Stram didn't get a chance to put all his ideas into effect until 1960, when he was hired as head coach of Lamar Hunt's entry in the new American Football League.
"I traveled all over the country talking to coaches," Hunt said the other day. "The league was just starting, and most of the big names I talked to didn't want to take a chance. I had met Stram in the locker room after an SMU-Notre Dame game when he was at SMU and the Mustangs had upset Notre Dame. A lot of people recommended him to me, and I finally interviewed him on a trip to Miami when he was an assistant at the university there. He took me into a room and showed me game movies and explained his theories to me and I was impressed. And when I offered him the job he didn't hesitate."
Hunt's selection of a rather obscure college assistant as head coach for a new pro club seemed ridiculous at the time, but it worked; Stram won more games than any other coach in the 10-year history of the AFL.
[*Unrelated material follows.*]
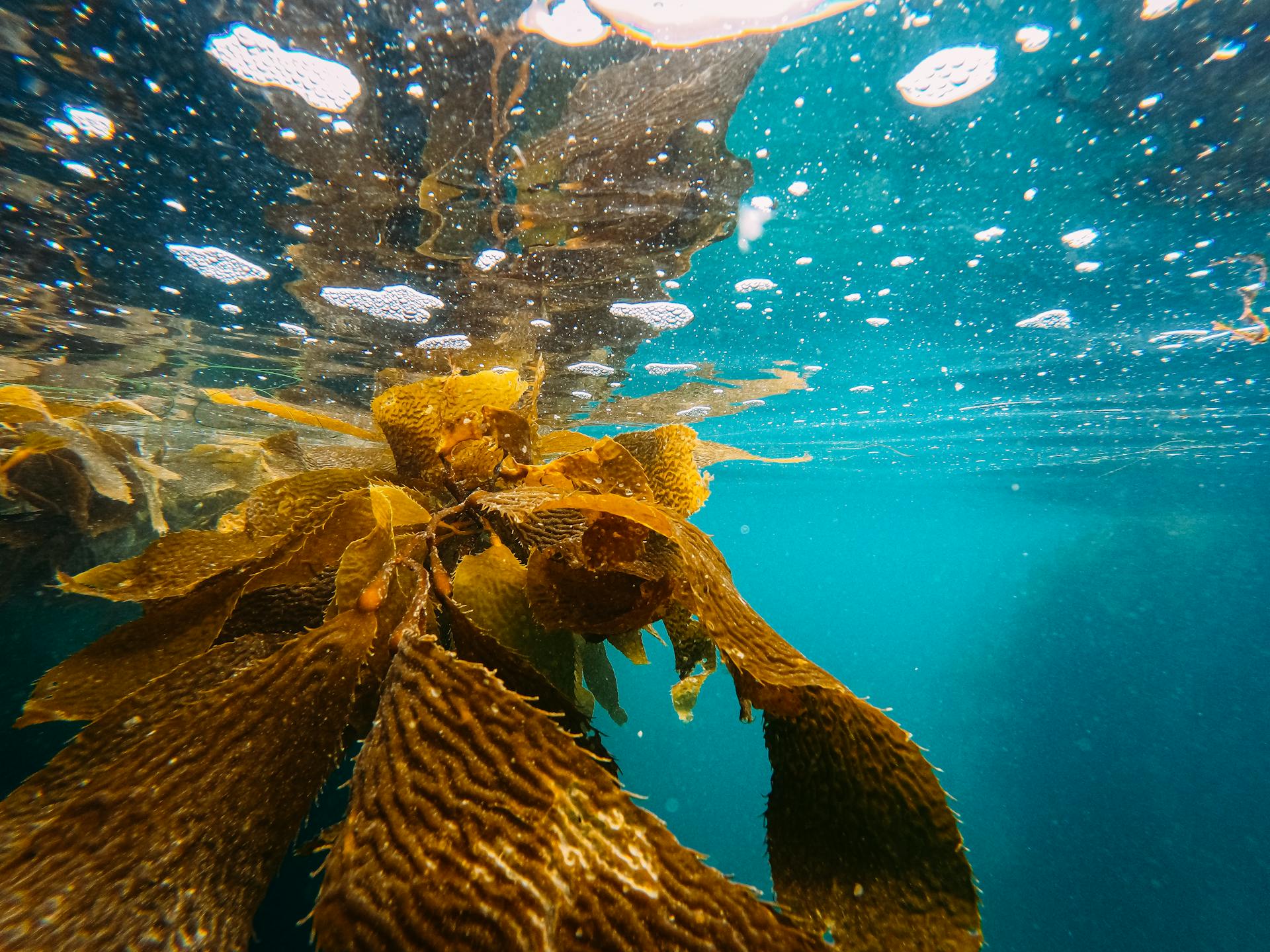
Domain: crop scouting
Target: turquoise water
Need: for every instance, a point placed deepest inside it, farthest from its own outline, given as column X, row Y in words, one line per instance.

"It was an advantage, growing with the team," Stram said. "We all matured together—staff, players and me. It's ideal when you all learn together and grow up in the same system."
Dawson, by Strain's evaluation, is the perfect quarterback for the intricacies of The Football of the Future, since he began learning the Stram system as an undergraduate. "The key to proper execution is that you can't ever go any faster than the quarterback's comprehension," Stram said. "Len is a coach on the field; he has a total understanding of the philosophy and principles of my system."
The basis of Stram's attack is what he calls a dictator offense. "By that I mean we dictate to the defense what it can do," he explained. "In the old offenses, operating from one or two formations, the defense had very little adjustment to make. They could use an abundance of blitzes, for instance. You can't do that against 66 different offensive formations. Then the defense has to work out one defense and try to adjust it to all of our sets, and they can't adjust perfectly to any of them. Early in a game we'll discover which of our formations they have worked on most, then we'll shift to something else. The same thing, of course, is true of defense. A good example of that is what happened in the Super Bowl."
During the regular season the Chiefs had used Stram's triple-stack defense—with the linebackers playing behind the linemen instead of in the gaps between them—only about 20% of the time. "We used the stack 95% against the Vikings," Stram said. "They had a tough time adjusting."
Stram's varied and perplexing offense was responsible for the opening touchdown in the first New York Jets game last year, which Kansas City won. The Chiefs had the ball on the Jet 18-yard line and Dawson brought his club out in the I, a formation that puts two backs and either the tight end or a wide receiver in a vertical line behind the quarterback and keeps the defense in front of him, where he wants it. When Kansas City shifted, Otis Taylor, a wide receiver who had been the up-man in the I, dropped into a slot between the offensive guard and tackle—a formation called slot over right (or left,) or the camouflage slot. The ball was snapped on a quick count, and Dawson hit Taylor for a touchdown. No defender was within shouting distance of Taylor when he caught the ball.
"After the game," said Stram, "when the reporters asked the Jet coaches who had the responsibility for Taylor, they said they wouldn't know until they saw the films." (Taylor probably should have been picked up by Safety Jim Richards.)
"The I and some of the other sets are designed to shrink the reaction time of the safeties," Stram explained. "The strong safety usually keys on the tight end. If the tight end is in the backfield, the safety has to wait for the shift until he can react, and if we go on a quick count he doesn't have much time to read his key. In effect, the multiple formations deprive the defenses of their recognition experience. They have spent years reading certain keys, reacting, pursuing. What I wanted to do—what I think the I does—is hit and go while they're still reading."